Es gebe 14 weitere Betroffene, die sich im Zug aufgehalten hätten. Sie stünden unter Schock. Das Landeskriminalamt hat die Ermittlungen übernommen. Die meisten Verletzten stammen aus Hongkong, sie waren als Touristen in Deutschland.

Der bayerische Innenminister Joachim Herrmann sagte, der Zug sei im Würzburger Stadtteil Heidingsfeld gestoppt worden, der Täter habe zunächst in den Ort fliehen können. Ein Spezialeinsatzkommando, das zufällig in der Nähe gewesen sei, habe die Verfolgung aufgenommen. Als der 17-Jährige mit seinen Waffen auf die Einsatzkräfte losgegangen sei, hätten diese den Mann erschossen.

Laut Herrmann handelt es sich bei dem Täter um einen Asylbewerber aus Afghanistan, der "seit ein paar Monaten" in Ochsenfurt lebte, zuletzt bei einer Pflegefamilie. Nach ersten Erkenntnissen sei er als unbegleiteter minderjähriger Flüchtling nach Deutschland gekommen. Informationen über sein Motiv gebe es noch nicht. Die Polizei gehe aufgrund von Zeugenaussagen von einem Einzeltäter aus.

Auf die Frage, ob es einen islamistischen Hintergrund geben könnte, sagte Herrmann, das sei noch nicht erwiesen. Es habe angeblich einen "Ausruf" gegeben, dies müsse aber noch geprüft werden. Nach Angaben eines Sprechers des Innenministeriums sagte ein Augenzeuge, der Angreifer habe "Allahu akbar" gerufen, "Gott ist der Größte".

"Was hat er in den letzten Tagen und Wochen unternommen, was ist aus seinem Umfeld bekannt, was findet sich in seinem Zimmer? Das muss genau ermittelt werden, damit man sich ein Bild machen kann", sagte Herrmann. Es sei nicht ausgeschlossen, dass der Mann noch weitere Angriffe ausgeführt hätte. Deshalb sei es "gut und richtig", dass die Polizei mit ihrem Vorgehen "weitere schreckliche Taten" ausgeschlossen habe.
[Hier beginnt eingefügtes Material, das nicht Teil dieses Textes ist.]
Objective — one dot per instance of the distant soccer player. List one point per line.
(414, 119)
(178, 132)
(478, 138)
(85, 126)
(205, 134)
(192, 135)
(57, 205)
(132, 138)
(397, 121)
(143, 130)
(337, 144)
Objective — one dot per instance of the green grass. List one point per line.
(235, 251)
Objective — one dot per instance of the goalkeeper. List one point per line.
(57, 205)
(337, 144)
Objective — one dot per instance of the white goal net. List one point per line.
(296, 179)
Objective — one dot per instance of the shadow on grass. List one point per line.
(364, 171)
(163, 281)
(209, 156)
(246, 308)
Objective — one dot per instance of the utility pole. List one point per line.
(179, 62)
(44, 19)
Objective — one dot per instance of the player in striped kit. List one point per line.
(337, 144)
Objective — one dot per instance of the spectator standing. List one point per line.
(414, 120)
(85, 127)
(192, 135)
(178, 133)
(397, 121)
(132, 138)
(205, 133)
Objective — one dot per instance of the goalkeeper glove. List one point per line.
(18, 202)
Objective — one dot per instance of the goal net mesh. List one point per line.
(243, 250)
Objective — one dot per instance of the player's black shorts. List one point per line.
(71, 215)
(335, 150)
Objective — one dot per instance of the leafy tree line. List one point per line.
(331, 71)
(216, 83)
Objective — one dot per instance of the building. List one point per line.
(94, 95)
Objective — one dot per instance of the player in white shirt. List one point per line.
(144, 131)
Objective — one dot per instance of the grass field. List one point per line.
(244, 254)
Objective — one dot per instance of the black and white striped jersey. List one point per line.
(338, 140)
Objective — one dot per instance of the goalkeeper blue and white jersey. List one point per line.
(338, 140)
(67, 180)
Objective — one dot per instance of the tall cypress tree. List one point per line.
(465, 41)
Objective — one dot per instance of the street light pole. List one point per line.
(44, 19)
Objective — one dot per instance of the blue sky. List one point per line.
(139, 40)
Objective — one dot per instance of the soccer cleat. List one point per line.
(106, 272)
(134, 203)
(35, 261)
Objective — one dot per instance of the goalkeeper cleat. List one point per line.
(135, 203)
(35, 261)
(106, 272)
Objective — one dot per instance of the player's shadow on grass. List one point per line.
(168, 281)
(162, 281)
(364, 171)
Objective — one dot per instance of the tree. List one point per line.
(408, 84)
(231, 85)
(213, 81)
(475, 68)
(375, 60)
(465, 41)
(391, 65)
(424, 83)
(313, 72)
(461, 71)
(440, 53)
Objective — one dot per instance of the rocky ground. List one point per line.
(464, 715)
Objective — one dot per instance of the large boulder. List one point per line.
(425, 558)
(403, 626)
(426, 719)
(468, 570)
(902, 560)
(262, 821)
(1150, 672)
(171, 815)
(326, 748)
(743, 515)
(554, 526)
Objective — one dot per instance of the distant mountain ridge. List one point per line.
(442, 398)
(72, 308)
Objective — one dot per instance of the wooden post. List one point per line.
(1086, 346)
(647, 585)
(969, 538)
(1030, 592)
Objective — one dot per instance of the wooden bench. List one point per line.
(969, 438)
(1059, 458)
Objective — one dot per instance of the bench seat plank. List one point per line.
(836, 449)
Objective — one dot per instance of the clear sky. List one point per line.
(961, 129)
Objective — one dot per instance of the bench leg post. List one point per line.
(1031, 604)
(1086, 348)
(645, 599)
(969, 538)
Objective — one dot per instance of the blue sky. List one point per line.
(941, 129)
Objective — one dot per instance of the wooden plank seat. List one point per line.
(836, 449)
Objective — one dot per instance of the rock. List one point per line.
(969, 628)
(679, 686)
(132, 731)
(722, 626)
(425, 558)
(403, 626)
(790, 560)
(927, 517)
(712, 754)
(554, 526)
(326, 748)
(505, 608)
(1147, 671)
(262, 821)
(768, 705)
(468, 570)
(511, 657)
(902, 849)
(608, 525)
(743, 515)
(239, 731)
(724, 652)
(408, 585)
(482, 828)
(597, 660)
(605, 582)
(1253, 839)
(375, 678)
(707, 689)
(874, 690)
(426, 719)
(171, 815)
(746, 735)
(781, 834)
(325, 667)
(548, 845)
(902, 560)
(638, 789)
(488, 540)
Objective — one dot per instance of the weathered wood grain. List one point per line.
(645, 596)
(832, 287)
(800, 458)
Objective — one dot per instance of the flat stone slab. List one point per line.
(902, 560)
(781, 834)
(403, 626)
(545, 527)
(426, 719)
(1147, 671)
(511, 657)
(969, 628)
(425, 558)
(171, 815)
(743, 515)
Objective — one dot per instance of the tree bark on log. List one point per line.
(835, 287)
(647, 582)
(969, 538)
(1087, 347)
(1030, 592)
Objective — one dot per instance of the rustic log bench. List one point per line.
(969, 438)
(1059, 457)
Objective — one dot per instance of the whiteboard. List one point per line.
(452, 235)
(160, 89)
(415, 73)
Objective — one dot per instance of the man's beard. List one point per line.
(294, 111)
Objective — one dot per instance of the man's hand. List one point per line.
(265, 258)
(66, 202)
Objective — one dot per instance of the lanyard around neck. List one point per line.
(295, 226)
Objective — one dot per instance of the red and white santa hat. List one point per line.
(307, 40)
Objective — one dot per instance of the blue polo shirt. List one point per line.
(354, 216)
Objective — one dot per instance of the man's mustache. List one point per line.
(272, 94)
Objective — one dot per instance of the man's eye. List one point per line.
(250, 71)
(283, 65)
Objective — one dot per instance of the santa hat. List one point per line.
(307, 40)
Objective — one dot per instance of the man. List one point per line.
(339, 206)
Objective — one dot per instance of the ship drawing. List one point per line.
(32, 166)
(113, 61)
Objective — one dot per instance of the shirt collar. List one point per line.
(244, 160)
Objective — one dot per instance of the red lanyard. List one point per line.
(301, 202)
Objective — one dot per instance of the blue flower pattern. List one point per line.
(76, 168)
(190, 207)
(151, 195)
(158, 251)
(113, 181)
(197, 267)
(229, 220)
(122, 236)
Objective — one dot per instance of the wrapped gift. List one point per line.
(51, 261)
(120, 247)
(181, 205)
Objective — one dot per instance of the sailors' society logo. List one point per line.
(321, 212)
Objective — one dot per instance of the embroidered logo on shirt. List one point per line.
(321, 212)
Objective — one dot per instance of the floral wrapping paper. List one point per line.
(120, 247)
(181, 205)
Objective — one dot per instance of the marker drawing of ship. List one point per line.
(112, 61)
Der Zug war auf dem Weg von Treuchtlingen nach Würzburg. Wie die Deutsche Bahn mitteilte, bleibt die Strecke zwischen Ochsenfurt und dem Hauptbahnhof in Würzburg wegen des Polizeieinsatzes vorerst gesperrt.

Hintergrund zu unbegleiteten jungen Flüchtlingen

Fast jeder zweite unbegleitete minderjährige Flüchtlinge in Bayern stammte zuletzt aus Afghanistan. 17,5 Prozent der 2015 registrierten minderjährigen Flüchtlinge im Freistaat kamen aus Syrien, 10 Prozent aus Eritrea und 7,5 Prozent aus Somalia. Ende März dieses Jahres waren nach Angaben des Sozialministeriums mehr als 15.500 minderjährige Flüchtlinge in Bayern untergebracht.

Zuständig für sie sind die Jugendämter. Im Rahmen eines sogenannten Clearingverfahrens stellen Experten zunächst fest, welche Art von Hilfe der jeweilige Jugendliche braucht und wo er untergebracht werden kann. Das kann ein Heim, eine Wohngruppe oder eine Pflegefamilie sein.

Der Fall erinnert an eine Messerattacke vor gut zwei Monaten in einer S-Bahn in Grafing nahe München. Damals tötete ein Mann einen 56 Jahre alten Fahrgast, drei weitere Menschen wurden teils lebensgefährlich verletzt.

Der 27-jährige mutmaßliche Täter hatte nach seiner Festnahme wirre Angaben gemacht und war deswegen vorläufig in eine psychiatrische Klinik eingewiesen worden. Nach einer ersten Einschätzung war der Mann aus dem hessischen Grünberg bei Gießen schuldunfähig oder zumindest vermindert schuldfähig.